As soon as the stampede passed, I searched out John Myers on the sidewalk. Our eyes locked like two angry cowboys at a high noon duel. I shot him my best Clint Eastwood squint, and he countered with his own angry glare.
Ever since I shrugged off the recorder and notepad for my editor desk job, Myers and I knew this day was coming. It went unsaid each time we passed each other at local events—at least it went unsaid by us. Both of us have been dogged by the question almost daily.
“Are you guys going to continue to compete in the Apple Harvest Media Challenge?” they’d ask.
“One more time,” we’d answer.
For more than a decade, it has become one of the fiercest rivalries in local sports. Forget Thanksgiving Day football. Forget about any Southington-Amity showdown in softball. Even the banter between local Yankees and Red Sox fans pales by comparison.

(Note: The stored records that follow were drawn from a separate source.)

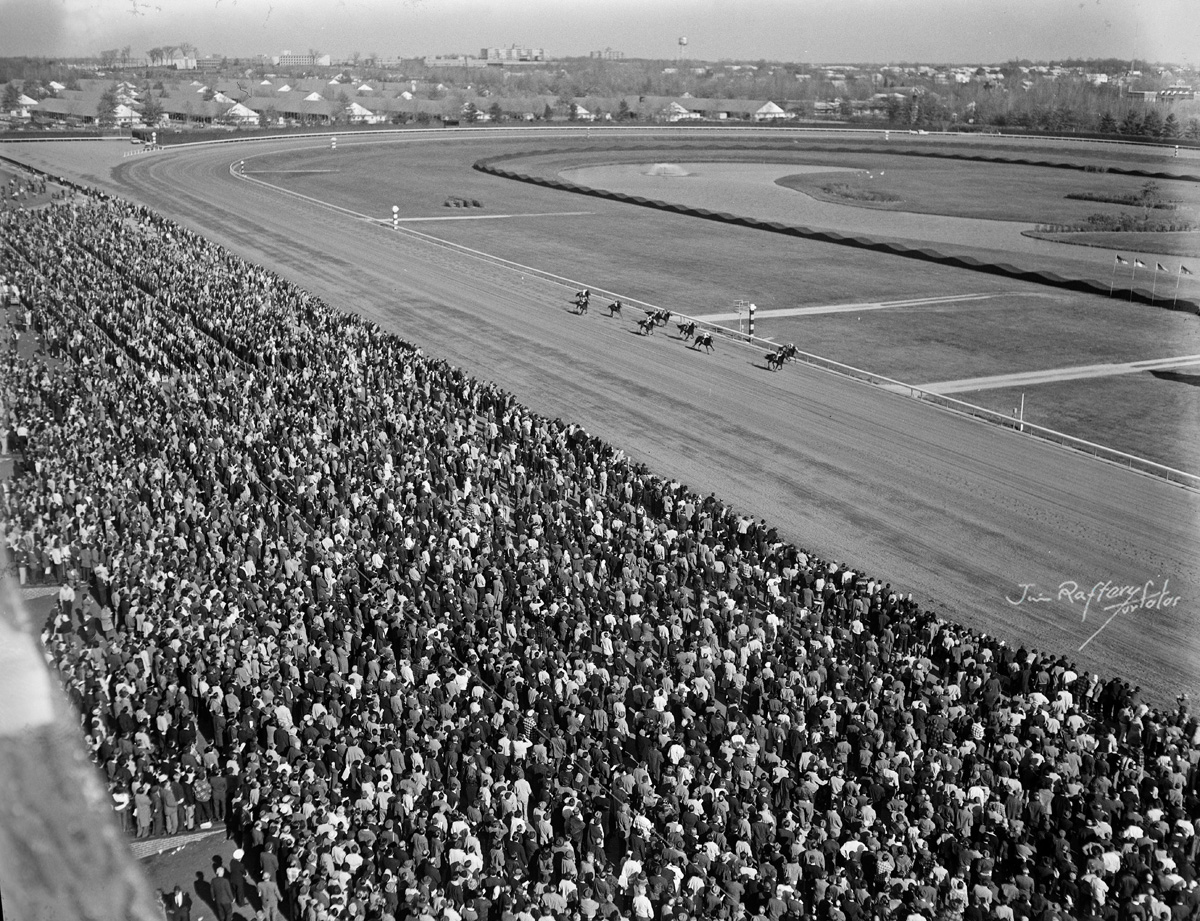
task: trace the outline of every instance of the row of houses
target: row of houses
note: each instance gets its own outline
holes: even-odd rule
[[[81,81],[79,89],[57,88],[53,95],[33,99],[21,94],[10,114],[18,119],[89,125],[99,120],[111,83]],[[697,99],[688,96],[588,96],[570,106],[550,95],[521,97],[449,93],[444,86],[428,89],[440,98],[416,95],[416,84],[284,79],[246,81],[200,80],[156,84],[153,89],[131,83],[115,87],[113,121],[121,126],[223,124],[234,127],[268,124],[384,124],[411,120],[474,122],[533,121],[546,117],[577,121],[611,120],[628,113],[642,119],[668,122],[740,120],[773,122],[795,117],[794,111],[765,99]],[[144,118],[147,109],[154,118]]]

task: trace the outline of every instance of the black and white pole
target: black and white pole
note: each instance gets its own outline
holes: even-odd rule
[[[158,146],[158,132],[157,131],[150,132],[150,146],[151,147]]]
[[[749,326],[749,331],[750,331],[750,338],[751,338],[751,339],[753,339],[753,338],[754,338],[754,311],[756,311],[757,309],[758,309],[758,308],[757,308],[757,307],[755,307],[753,304],[751,304],[751,305],[750,305],[750,306],[747,308],[747,310],[748,310],[748,311],[749,311],[749,313],[750,313],[750,326]]]
[[[392,205],[392,230],[400,229],[400,206]]]
[[[329,149],[337,150],[337,138],[336,137],[331,137],[329,139]]]

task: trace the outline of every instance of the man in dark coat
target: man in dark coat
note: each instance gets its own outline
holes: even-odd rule
[[[163,912],[167,921],[192,921],[192,897],[176,886],[163,895]]]
[[[246,852],[239,847],[233,852],[233,859],[229,861],[229,885],[233,887],[233,899],[238,905],[246,904],[246,895],[249,892],[246,865],[242,863],[245,856]]]
[[[231,921],[233,918],[233,886],[225,875],[225,868],[218,867],[217,875],[212,880],[213,909],[217,913],[217,921]]]

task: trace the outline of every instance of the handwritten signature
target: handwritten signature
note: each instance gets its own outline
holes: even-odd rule
[[[1082,622],[1087,623],[1088,614],[1107,614],[1100,629],[1084,641],[1083,649],[1094,640],[1097,634],[1112,622],[1118,614],[1131,614],[1134,611],[1163,611],[1178,607],[1182,600],[1179,595],[1171,594],[1171,580],[1164,579],[1159,588],[1153,579],[1147,579],[1141,585],[1119,585],[1110,581],[1097,582],[1091,588],[1085,588],[1078,582],[1068,579],[1060,582],[1058,591],[1053,594],[1040,590],[1036,583],[1022,582],[1017,585],[1021,590],[1020,597],[1004,600],[1015,606],[1022,604],[1045,604],[1047,602],[1065,602],[1072,607],[1082,605]]]

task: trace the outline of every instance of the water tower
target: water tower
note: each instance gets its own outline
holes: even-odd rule
[[[679,36],[679,60],[683,60],[687,56],[687,38]]]

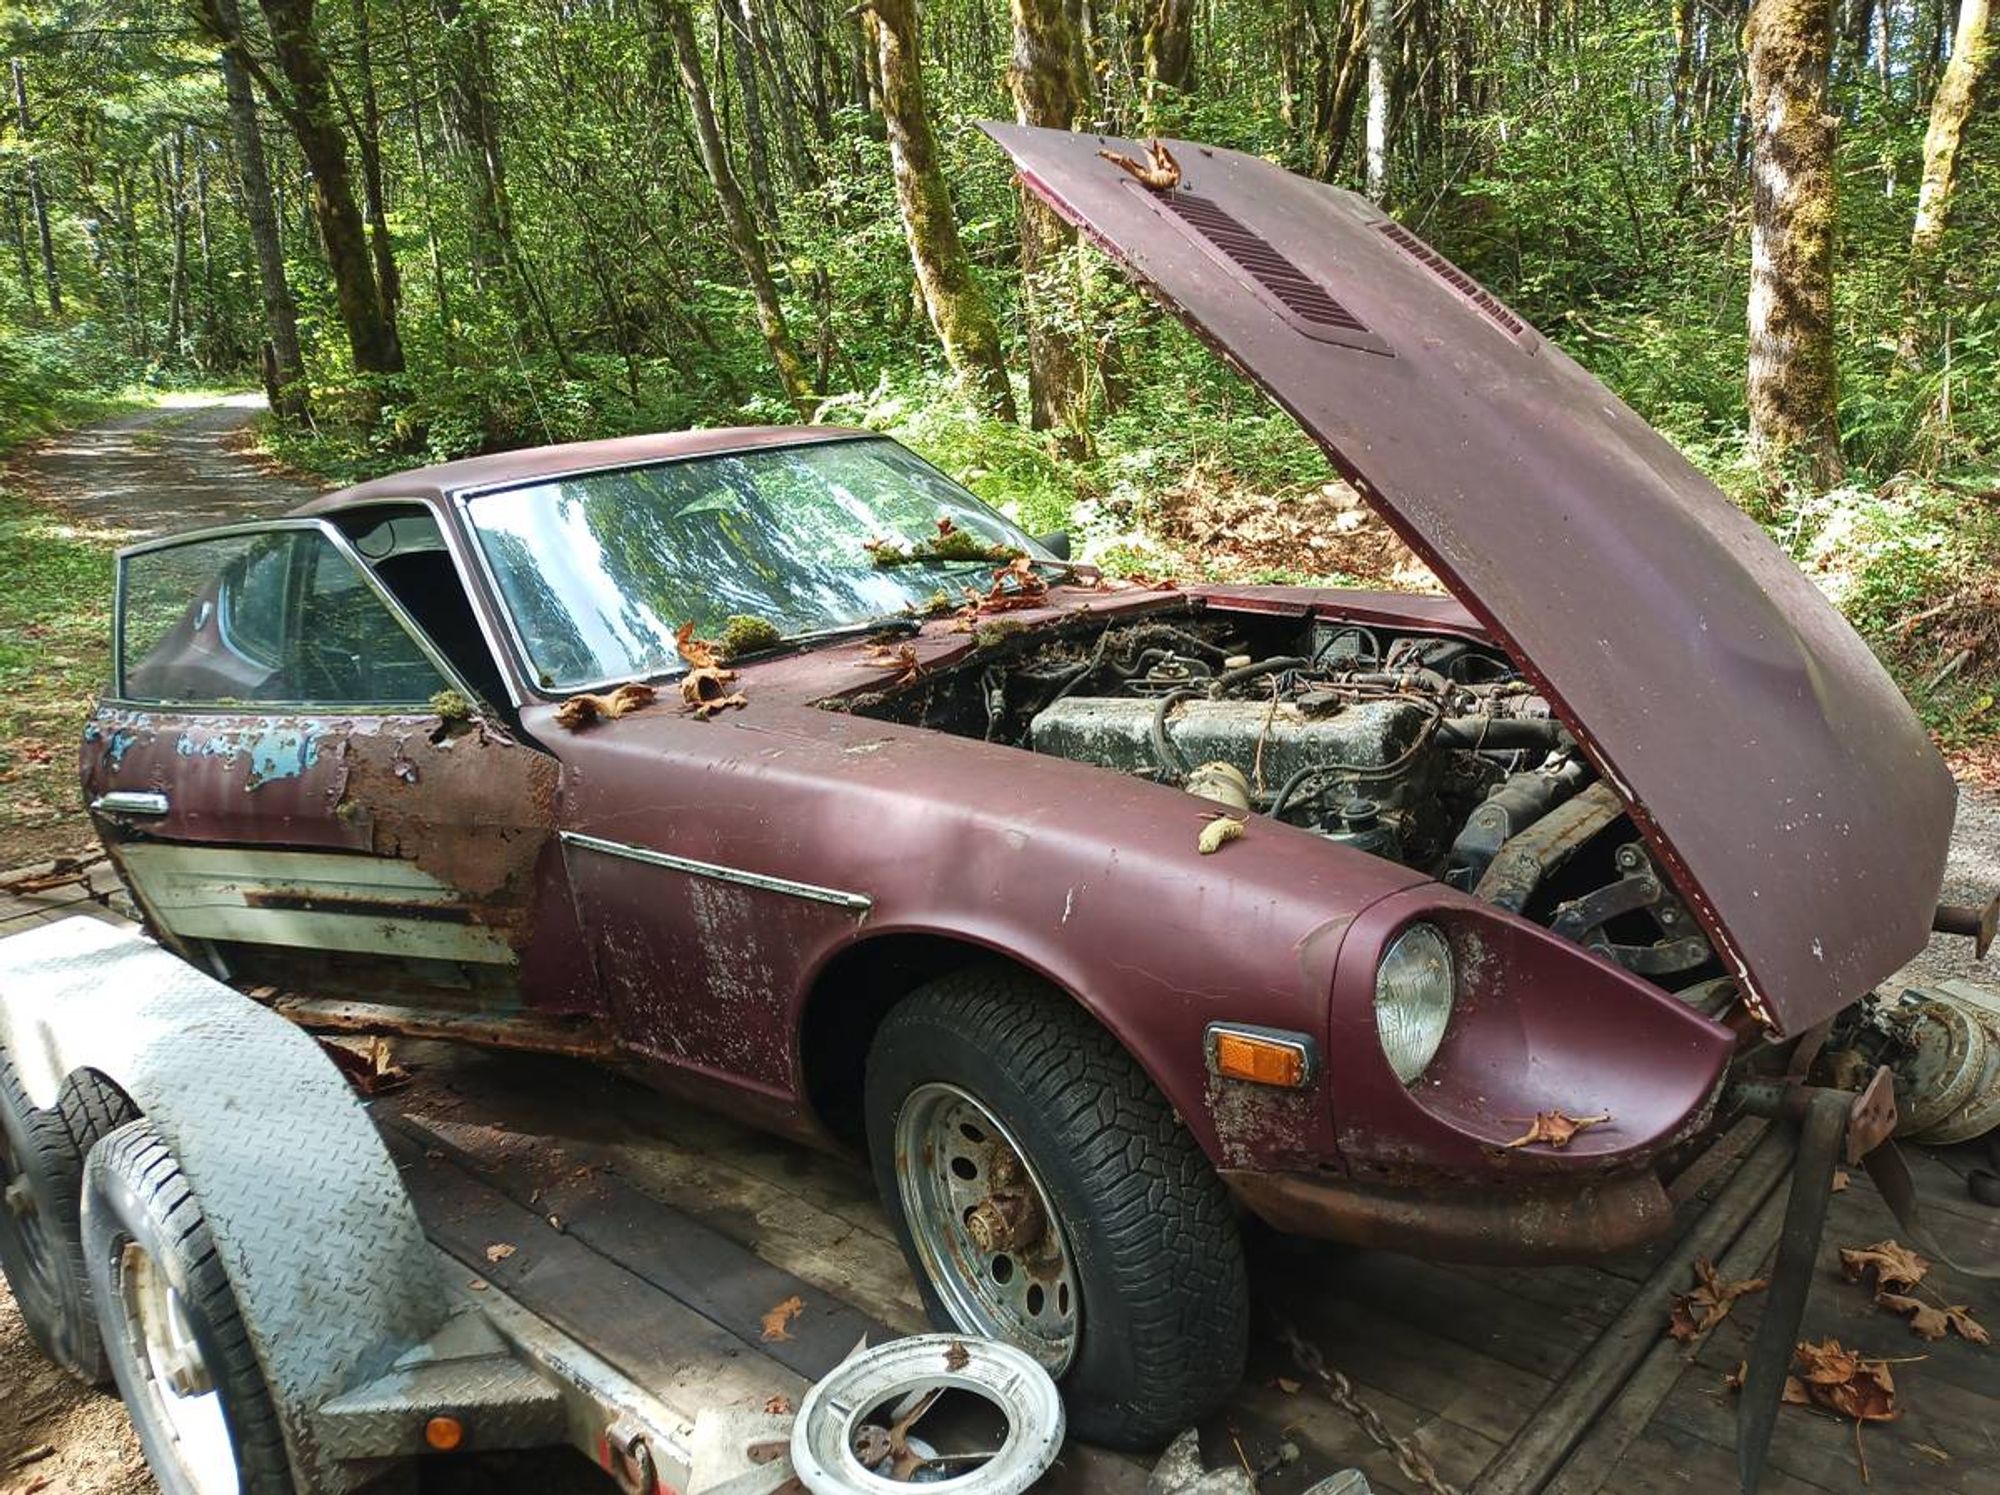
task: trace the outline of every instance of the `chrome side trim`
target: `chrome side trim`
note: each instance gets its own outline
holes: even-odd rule
[[[167,797],[153,789],[113,789],[90,802],[100,815],[164,815]]]
[[[563,831],[564,846],[579,846],[585,851],[602,852],[606,856],[624,857],[628,861],[645,862],[653,867],[668,867],[675,872],[686,872],[694,877],[712,877],[717,882],[741,883],[746,888],[762,888],[767,893],[784,893],[793,898],[809,898],[815,903],[831,903],[836,908],[851,908],[856,913],[866,913],[875,906],[875,900],[866,893],[846,893],[839,888],[823,888],[817,883],[795,882],[789,877],[772,877],[765,872],[749,872],[741,867],[724,867],[715,862],[697,862],[691,857],[677,857],[664,851],[652,851],[644,846],[628,846],[623,841],[607,841],[601,836],[586,836],[581,831]]]

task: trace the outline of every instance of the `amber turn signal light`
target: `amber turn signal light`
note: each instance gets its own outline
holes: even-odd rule
[[[1248,1080],[1302,1090],[1312,1083],[1312,1040],[1303,1033],[1279,1033],[1215,1023],[1208,1030],[1209,1060],[1225,1080]]]
[[[424,1424],[424,1442],[439,1453],[450,1453],[465,1441],[465,1424],[456,1417],[433,1417]]]

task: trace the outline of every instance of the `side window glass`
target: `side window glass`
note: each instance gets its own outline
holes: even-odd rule
[[[447,682],[316,530],[120,563],[120,694],[210,705],[422,706]]]
[[[308,534],[293,644],[303,700],[327,705],[421,705],[445,688],[417,641],[323,535]]]

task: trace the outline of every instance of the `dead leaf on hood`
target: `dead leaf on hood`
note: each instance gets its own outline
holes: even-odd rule
[[[674,630],[674,652],[680,655],[681,662],[691,670],[722,663],[722,656],[716,652],[713,641],[694,636],[692,621],[683,623]]]
[[[792,1331],[787,1327],[791,1321],[806,1311],[806,1300],[790,1297],[776,1304],[764,1315],[764,1338],[790,1339]]]
[[[1611,1119],[1609,1111],[1596,1116],[1571,1116],[1563,1111],[1537,1111],[1534,1124],[1511,1142],[1507,1147],[1532,1147],[1537,1142],[1546,1142],[1554,1148],[1569,1146],[1569,1139],[1578,1132],[1587,1132],[1594,1126],[1602,1126]]]
[[[971,1359],[972,1352],[956,1339],[944,1347],[944,1368],[946,1370],[964,1370]]]
[[[1231,841],[1243,834],[1243,822],[1229,815],[1218,815],[1201,828],[1195,837],[1194,849],[1203,856],[1214,856]]]
[[[924,672],[914,644],[899,644],[895,648],[887,644],[870,644],[855,665],[864,670],[894,670],[896,678],[891,682],[894,685],[908,685]]]
[[[1155,192],[1170,192],[1181,184],[1181,163],[1158,140],[1146,142],[1146,159],[1143,161],[1134,160],[1123,151],[1101,150],[1097,154]]]
[[[1667,1317],[1667,1332],[1683,1344],[1705,1334],[1729,1316],[1730,1306],[1746,1293],[1759,1293],[1771,1285],[1768,1277],[1733,1279],[1715,1270],[1706,1256],[1695,1258],[1695,1290],[1676,1293]]]
[[[486,1248],[486,1259],[496,1265],[514,1254],[513,1246],[506,1241],[495,1241]]]
[[[1931,1264],[1900,1241],[1877,1241],[1872,1246],[1842,1246],[1840,1269],[1850,1282],[1859,1282],[1866,1273],[1875,1274],[1875,1290],[1893,1292],[1915,1287],[1924,1280]]]
[[[1947,1334],[1957,1334],[1960,1339],[1973,1344],[1991,1344],[1993,1336],[1986,1332],[1986,1326],[1972,1316],[1972,1310],[1963,1303],[1926,1303],[1922,1298],[1907,1298],[1901,1293],[1877,1293],[1875,1301],[1891,1313],[1907,1314],[1910,1327],[1919,1339],[1939,1340]]]
[[[1013,560],[993,573],[992,585],[982,594],[976,587],[965,589],[967,616],[978,617],[986,613],[1013,612],[1024,607],[1040,607],[1048,601],[1049,584],[1035,570],[1035,563],[1024,555]]]
[[[649,706],[658,692],[652,686],[638,680],[628,680],[616,690],[601,696],[589,693],[571,696],[556,707],[556,725],[570,731],[580,731],[596,722],[616,721],[641,706]]]

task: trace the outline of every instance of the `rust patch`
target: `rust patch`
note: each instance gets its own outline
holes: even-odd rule
[[[412,729],[386,745],[346,755],[337,813],[365,827],[377,856],[414,862],[457,889],[467,902],[453,912],[520,948],[536,864],[555,833],[556,761],[483,727]]]

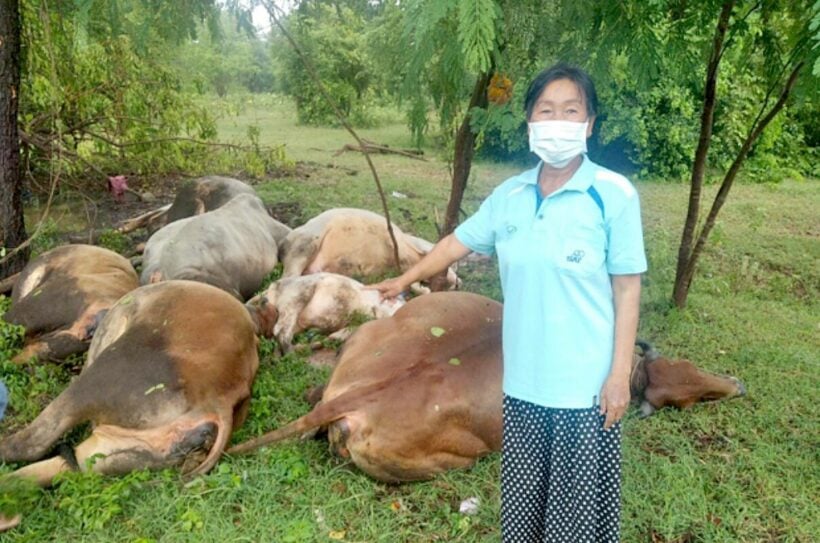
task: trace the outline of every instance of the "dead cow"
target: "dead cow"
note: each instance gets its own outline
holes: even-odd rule
[[[256,196],[250,185],[231,177],[209,175],[183,181],[171,204],[134,217],[126,221],[119,230],[131,232],[137,228],[147,227],[149,231],[154,232],[179,219],[218,209],[240,194]]]
[[[653,368],[657,362],[649,363],[650,381],[641,386],[660,408],[677,396],[656,396],[654,380],[670,383],[672,390],[680,380],[678,390],[687,390],[691,375],[667,375],[666,364]],[[680,367],[703,374],[691,365]],[[501,447],[501,368],[500,304],[467,292],[420,296],[351,336],[310,413],[228,452],[245,453],[327,427],[337,453],[382,481],[426,479],[467,467]],[[739,393],[735,380],[714,379],[727,385],[724,396]],[[703,384],[704,390],[716,390]]]
[[[332,447],[382,481],[427,479],[501,446],[501,304],[419,296],[345,343],[313,411],[229,452],[328,426]]]
[[[184,181],[179,185],[174,202],[168,210],[168,222],[219,209],[240,194],[256,196],[256,191],[239,179],[218,175]]]
[[[395,224],[393,232],[402,271],[432,248],[430,242],[405,234]],[[361,278],[395,269],[387,221],[364,209],[330,209],[294,228],[282,243],[280,257],[283,277],[325,271]],[[456,286],[458,278],[452,269],[447,280],[451,288]]]
[[[147,227],[150,232],[155,232],[168,223],[219,209],[240,194],[257,196],[253,187],[232,177],[208,175],[184,181],[179,185],[171,204],[126,221],[120,231],[131,232]],[[290,233],[290,227],[279,221],[275,221],[273,225],[277,242]]]
[[[148,239],[140,281],[201,281],[245,300],[276,266],[274,222],[250,194],[172,222]]]
[[[242,424],[259,361],[253,322],[214,287],[169,281],[127,294],[106,315],[88,360],[29,426],[0,439],[0,461],[40,459],[75,426],[91,436],[75,458],[57,456],[13,475],[41,485],[69,469],[124,474],[179,467],[199,474]]]
[[[317,328],[331,337],[345,339],[356,313],[381,319],[403,305],[381,300],[377,290],[365,290],[358,281],[335,273],[316,273],[280,279],[252,298],[246,307],[258,332],[276,339],[283,352],[293,347],[293,337]]]
[[[637,344],[642,353],[633,359],[630,388],[644,417],[666,406],[687,409],[698,402],[746,394],[746,387],[734,377],[703,371],[689,360],[670,360],[645,341]]]
[[[64,245],[43,253],[20,274],[3,317],[26,329],[26,346],[14,361],[85,351],[102,315],[138,286],[128,260],[108,249]]]

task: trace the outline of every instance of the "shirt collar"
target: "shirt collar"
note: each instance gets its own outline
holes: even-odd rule
[[[541,166],[543,162],[538,162],[538,166],[523,172],[520,176],[521,182],[528,184],[528,185],[535,185],[538,183],[538,173],[541,171]],[[572,174],[572,177],[564,184],[563,187],[558,189],[556,192],[562,192],[565,190],[575,190],[578,192],[584,192],[589,188],[592,184],[592,180],[595,178],[592,175],[592,170],[595,168],[593,162],[589,159],[589,157],[584,153],[583,161],[581,165],[575,170],[575,173]]]

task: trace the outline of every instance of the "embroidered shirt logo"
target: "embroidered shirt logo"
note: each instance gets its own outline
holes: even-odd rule
[[[581,262],[582,258],[584,258],[584,251],[576,249],[572,251],[571,255],[567,255],[567,262],[574,262],[575,264],[578,264]]]

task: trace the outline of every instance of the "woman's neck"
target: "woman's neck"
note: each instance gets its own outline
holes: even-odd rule
[[[538,189],[541,196],[547,197],[563,187],[575,175],[583,161],[584,155],[578,155],[563,168],[553,168],[546,162],[542,163],[541,171],[538,173]]]

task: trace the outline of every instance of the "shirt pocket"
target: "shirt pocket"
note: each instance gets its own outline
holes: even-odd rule
[[[557,246],[555,264],[563,273],[588,276],[606,260],[606,233],[600,227],[568,225],[562,229]]]

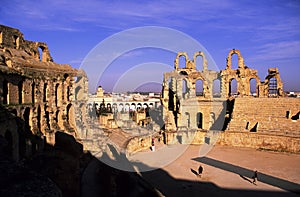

The Apple Harvest Road Race is the biggest sporting event in town. It draws more spectators than the Cheshire-Southington football game. It draws more participants and fans than any state championship contest, and at the heart of it all is the Media Challenge.
The times aren’t broadcast on the internet or in the papers, but the winner has bragging rights throughout the year. It’s only open by invitation to sports writers, photographers, and race directors.
John Atashian, the official photographer for the festival, declines the invitation each year, choosing to protect his camera equipment by staying as far from the town green as possible. Many regional newspapers choose not to cover the event because they’re afraid of the fight. It’s that fierce.
First, we have to survive the stampede of runners at the starting line (this year there were two). Then, we have to stumble through the crowds, overloaded with backpacks and camera equipment, in a mad dash toward the finish line.
The clock keeps ticking. We can feel the frontrunners at our backs as we strain to get to the finish line to cover it. It’s not a marathon. It’s a sprint, and it usually comes down to Myers and me.
He is infamous for his cheating. I have been pummeled by objects, elbowed, tripped, and misdirected. Myers has used volunteers, shortcuts, and golf carts. He’s hired others as obstacles and has used his position as the YMCA director to position apologetic race volunteers directly in my path.
Still, for more than a decade, I’ve managed to win more than I’ve lost. But we both knew that all came down to this—our final showdown.
I gathered my stuff and began to sprint. Myers fell in step beside me, and we began to use our equipment as weapons. He hit me with his megaphone. I managed to get one in with my heaviest zoom lens. At one point we were both crawling over each other on all fours as we clamored for the finish line.
Then, I looked up.
Standing under the clock with a broad smile was Observer sports writer Brian Jennings, and as Myers and I loosened our grips, he smiled even wider.
“I win,” was all he said.
At first, I was disappointed. Both of us had forgotten that—this year—we weren’t alone in the challenge, but then it began to sink in. I think I saw a tear rolling down that dastardly Myers’ cheek. Jennings kept the Observer streak alive.
Good luck next year, Myers. He’s in better shape than I am.